Kejaksaan Tinggi Maluku Dikritik Mandul Tangani Kasus Korupsi Petrus Fatlolon

Kejaksaan Tinggi Maluku Dikritik Mandul Tangani Kasus Korupsi Petrus Fatlolon

CYBER88 | Ambon — Kritik keras dilayangkan Faisal Lina, pemuda asal Kepulauan Tanimbar, terhadap Kejaksaan Tinggi Maluku atas lambannya proses hukum terhadap mantan Bupati Kepulauan Tanimbar, Petrus Fatlolon, SH., MH., dalam dugaan kasus korupsi.

Menurut Faisal, sudah 11 bulan berlalu sejak Fatlolon kalah dalam praperadilan, namun hingga kini belum juga dilakukan proses penahanan atau penuntutan lebih lanjut oleh pihak kejaksaan. Ia menyebut kondisi ini sebagai bentuk kemandulan penegakan hukum dan mencederai rasa keadilan masyarakat.

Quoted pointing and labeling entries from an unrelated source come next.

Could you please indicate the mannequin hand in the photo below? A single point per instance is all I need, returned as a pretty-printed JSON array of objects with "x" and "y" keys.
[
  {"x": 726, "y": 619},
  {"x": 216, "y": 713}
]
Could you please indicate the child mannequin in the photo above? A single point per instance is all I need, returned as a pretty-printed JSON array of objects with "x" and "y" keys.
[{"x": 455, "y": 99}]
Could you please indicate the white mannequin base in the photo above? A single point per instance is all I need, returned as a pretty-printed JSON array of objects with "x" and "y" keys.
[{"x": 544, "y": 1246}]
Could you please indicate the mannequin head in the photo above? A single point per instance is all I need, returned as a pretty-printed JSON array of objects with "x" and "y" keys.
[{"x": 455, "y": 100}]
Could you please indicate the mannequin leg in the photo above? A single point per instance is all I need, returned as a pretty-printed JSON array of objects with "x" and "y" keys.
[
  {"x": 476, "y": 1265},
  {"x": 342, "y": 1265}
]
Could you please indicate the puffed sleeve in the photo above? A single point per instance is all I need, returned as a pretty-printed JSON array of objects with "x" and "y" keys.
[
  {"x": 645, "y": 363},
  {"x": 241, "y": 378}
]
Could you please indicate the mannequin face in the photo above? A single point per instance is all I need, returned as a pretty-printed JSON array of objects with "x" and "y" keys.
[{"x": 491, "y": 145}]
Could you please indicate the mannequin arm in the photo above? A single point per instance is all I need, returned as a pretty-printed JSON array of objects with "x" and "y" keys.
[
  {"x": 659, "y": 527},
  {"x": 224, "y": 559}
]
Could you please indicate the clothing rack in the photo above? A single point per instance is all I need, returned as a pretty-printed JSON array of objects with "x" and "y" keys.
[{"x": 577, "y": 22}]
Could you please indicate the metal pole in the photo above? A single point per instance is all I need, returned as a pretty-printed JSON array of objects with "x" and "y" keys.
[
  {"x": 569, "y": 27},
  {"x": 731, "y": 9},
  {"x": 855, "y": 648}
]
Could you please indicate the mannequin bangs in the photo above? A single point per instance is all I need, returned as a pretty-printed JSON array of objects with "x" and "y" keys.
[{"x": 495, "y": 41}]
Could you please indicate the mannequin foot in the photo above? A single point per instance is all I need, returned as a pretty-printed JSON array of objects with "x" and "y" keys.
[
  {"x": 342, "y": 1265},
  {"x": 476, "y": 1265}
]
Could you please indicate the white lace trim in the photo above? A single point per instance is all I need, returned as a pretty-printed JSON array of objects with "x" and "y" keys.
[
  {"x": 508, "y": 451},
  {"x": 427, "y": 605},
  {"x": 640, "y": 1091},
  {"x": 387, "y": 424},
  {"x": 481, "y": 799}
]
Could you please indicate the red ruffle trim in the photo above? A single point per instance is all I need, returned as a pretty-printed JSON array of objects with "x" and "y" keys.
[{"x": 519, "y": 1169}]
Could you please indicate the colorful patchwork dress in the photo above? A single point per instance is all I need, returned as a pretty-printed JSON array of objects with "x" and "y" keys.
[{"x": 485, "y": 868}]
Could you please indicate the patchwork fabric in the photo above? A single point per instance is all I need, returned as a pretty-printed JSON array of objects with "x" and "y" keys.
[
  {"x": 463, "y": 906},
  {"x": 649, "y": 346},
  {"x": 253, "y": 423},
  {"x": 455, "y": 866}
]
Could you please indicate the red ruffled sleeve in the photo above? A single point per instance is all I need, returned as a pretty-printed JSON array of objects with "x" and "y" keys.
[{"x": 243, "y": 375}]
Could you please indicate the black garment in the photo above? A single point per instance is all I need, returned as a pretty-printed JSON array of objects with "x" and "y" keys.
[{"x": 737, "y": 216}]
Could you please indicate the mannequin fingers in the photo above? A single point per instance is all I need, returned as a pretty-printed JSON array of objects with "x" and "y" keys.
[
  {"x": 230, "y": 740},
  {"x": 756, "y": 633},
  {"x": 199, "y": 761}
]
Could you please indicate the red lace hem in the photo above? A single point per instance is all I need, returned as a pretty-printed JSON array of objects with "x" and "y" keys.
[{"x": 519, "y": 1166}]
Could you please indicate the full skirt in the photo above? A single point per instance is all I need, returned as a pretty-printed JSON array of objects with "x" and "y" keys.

"Ada apa dengan Kejaksaan Tinggi Maluku? Mengapa Petrus Fatlolon belum ditahan setelah kalah banding 11 bulan lalu?" tegas Faisal dalam keterangannya kepada media, Selasa (10/6).

Ia menyuarakan kekhawatiran bahwa publik akan menilai hukum tajam ke bawah namun tumpul ke atas, jika kasus-kasus besar seperti ini tidak diselesaikan secara tegas dan transparan.

"Kami sebagai masyarakat kecil hanya bisa percaya pada hukum, tapi jika aparat penegak hukum bersikap seolah membiarkan, bagaimana kami bisa yakin pada keadilan?" lanjutnya.

Faisal menambahkan, situasi ini sangat kontras dengan komitmen Kejaksaan Agung Republik Indonesia yang saat ini tengah intensif melakukan pemberantasan korupsi di berbagai daerah. Ia berharap Kejati Maluku tidak menjadi titik lemah dalam gerakan nasional tersebut.

"Kalau pusat berani membongkar mega-korupsi, daerah juga harus punya nyali. Jangan sampai Kejati Maluku menjadi contoh buruk dalam pemberantasan korupsi di tanah air," ujarnya.

Faisal mendesak Kejati Maluku untuk segera memberi klarifikasi dan langkah konkret agar tidak menimbulkan kecurigaan publik serta keraguan terhadap supremasi hukum di daerah.

Sampai berita ini diterbitkan, Kejaksaan Tinggi Maluku belum memberikan keterangan resmi. Upaya konfirmasi dari media belum membuahkan hasil lantaran pejabat terkait disebut sedang berada di luar daerah.

Publik kini menanti langkah tegas Kejati Maluku: Apakah keberpihakan mereka pada keadilan, atau pada kekuasaan?